Taxes américaines sur l'auto: l'Allemagne menacée

L'Allemagne et ses constructeurs automobiles, déjà fragilisés par le scandale du diesel et la transition vers l'électrique, seraient particulièrement affectés si les Etats-Unis imposaient des droits de douane supplémentaires sur les voitures européennes.

Exportations massives

Les échanges commerciaux liés au secteur automobile représentent 8% du commerce transatlantique entre les USA et l'UE, selon l'association des constructeurs européens.

Les USA sont le plus grand marché pour le secteur automobile européen, absorbant 29% de leurs exportations. L'Allemagne a représenté en 2018 près de la moitié de ces exportations, ce qui en fait "le pays européen le plus exposé à des taxes sur les voitures", explique à l'AFP Nadia Gharbi, de la banque Pictet.

Les groupes automobiles allemands, dont les géants Volkswagen, Daimler (Mercedes Benz), et BMW ont livré en 2018 quelque 470.000 voitures produites en Allemagne vers les Etats-Unis.

"La France n'exporte quasiment pas de voitures vers les USA", note Gabriel Felbermayr, directeur de l'institut économique IfW.

Mais les exportations allemandes vers les Etats-Unis au cours des 11 premiers mois de 2019 ont baissé de 10% sur un an, selon l'association des constructeurs (VDA), qui attribue ce recul à la montée en puissance de la production locale.

"Les entreprises sont en quelque sorte en train de s'immuniser" en déplaçant la fabrication outre-Atlantique, où constructeurs et équipementiers allemands emploient déjà quelque 120.000 personnes, commente M. Felbermayr.

 

Impact industriel

Des droits de douane, répercutés sur les consommateurs, pousseraient à la hausse les prix américains des voitures européennes. Or une augmentation de 1% des prix pourrait faire reculer la demande de quelque 1,5%, calcule Pictet.

Sur le long terme, des droits de douane de 25% tels qu'envisagés par Washington l'année passée pourraient diviser par deux le volume des exportations allemandes vers les Etats-Unis, complète l'institut Ifo.

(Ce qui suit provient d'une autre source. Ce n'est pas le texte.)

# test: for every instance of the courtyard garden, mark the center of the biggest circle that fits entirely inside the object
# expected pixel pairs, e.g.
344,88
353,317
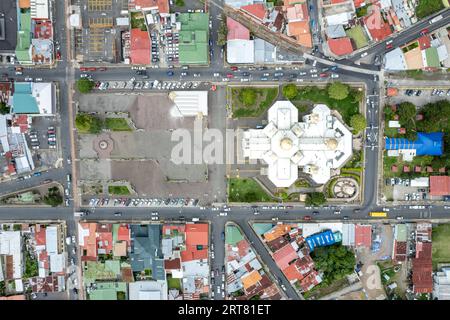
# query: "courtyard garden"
251,101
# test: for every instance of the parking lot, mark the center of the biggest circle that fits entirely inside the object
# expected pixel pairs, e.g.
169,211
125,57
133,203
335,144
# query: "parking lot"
420,97
43,142
143,157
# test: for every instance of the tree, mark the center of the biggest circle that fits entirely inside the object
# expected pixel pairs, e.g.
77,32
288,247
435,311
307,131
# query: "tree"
315,199
334,261
248,96
4,108
406,112
290,91
53,197
358,122
338,91
87,123
85,85
222,32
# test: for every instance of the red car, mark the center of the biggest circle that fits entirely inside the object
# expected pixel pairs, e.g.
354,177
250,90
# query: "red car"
424,31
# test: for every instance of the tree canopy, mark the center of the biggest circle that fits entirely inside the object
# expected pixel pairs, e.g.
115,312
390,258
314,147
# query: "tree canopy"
4,108
248,96
315,199
53,197
87,123
334,261
358,122
338,91
290,91
85,85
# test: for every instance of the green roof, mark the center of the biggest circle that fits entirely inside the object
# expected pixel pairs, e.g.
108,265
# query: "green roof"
261,228
233,235
107,290
401,233
432,57
193,47
23,101
24,38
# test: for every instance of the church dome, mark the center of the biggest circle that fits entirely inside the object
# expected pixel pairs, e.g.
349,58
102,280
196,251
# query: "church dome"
286,144
331,144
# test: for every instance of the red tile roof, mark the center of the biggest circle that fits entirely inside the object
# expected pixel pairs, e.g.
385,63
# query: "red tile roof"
292,273
40,235
422,269
237,30
257,10
197,234
140,47
163,5
399,251
424,42
173,264
439,185
358,3
341,46
123,233
192,254
378,29
285,255
363,235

Un tel recul aurait un impact sur la production industrielle automobile allemande, qui a déjà atteint son plus bas depuis 22 ans en 2019, plombée par une baisse des exportations.

La crise du secteur auto, déjà particulièrement sensible au conflit commercial sino-américain, a été parmi les facteurs responsables du net ralentissement de la croissance allemande en 2019.

Le secteur représente en Allemagne un cinquième de l'industrie, près de 5% du PIB et plus de 800.000 emplois directs.

"L'industrie automobile est très connectée" au reste de l'économie, relève M. Felbermayr. "Et la concentration régionale renforce le problème".

Si la production automobile baisse, "cela affecte de manière concentrée certaines régions", comme autour de Wolfsburg, siège de Volkswagen.

Si Royaume-Uni arrive en deuxième position des exportateurs de voitures vers les USA, devant l'Italie et la Slovaquie, il s'agit là aussi en partie du "réseau de production allemand", selon l'IfW.

Une baisse de ces exportations devrait donc également toucher les constructeurs allemands.

 

Effet boule de neige

Pour le secteur automobile allemand, les taxes s'ajouteraient à une liste déjà longue de défis: le "dieselgate", la guerre commerciale sino-américaine, le ralentissement économique, le Brexit et les investissements massifs pour la voiture électrique.

Les entreprises du secteur, en quête d'économies pour redresser leurs marges, ont annoncé quelque 40.000 suppressions d'emplois ces derniers mois en Allemagne, d'autant plus qu'un moteur électrique nécessite moins de main-d'oeuvre que son équivalent thermique.

Les conséquences pour l'économie devraient par ailleurs dépasser constructeurs et équipementiers: l'industrie chimique et les fabricants de machines-outils comptent le secteur parmi ses plus gros clients.

Et pourraient même dépasser les frontières. Car si "l'Allemagne est le pays le plus concerné, avec les équipementiers, cela rattrape tout le monde", notamment la France, juge M. Felbermayr.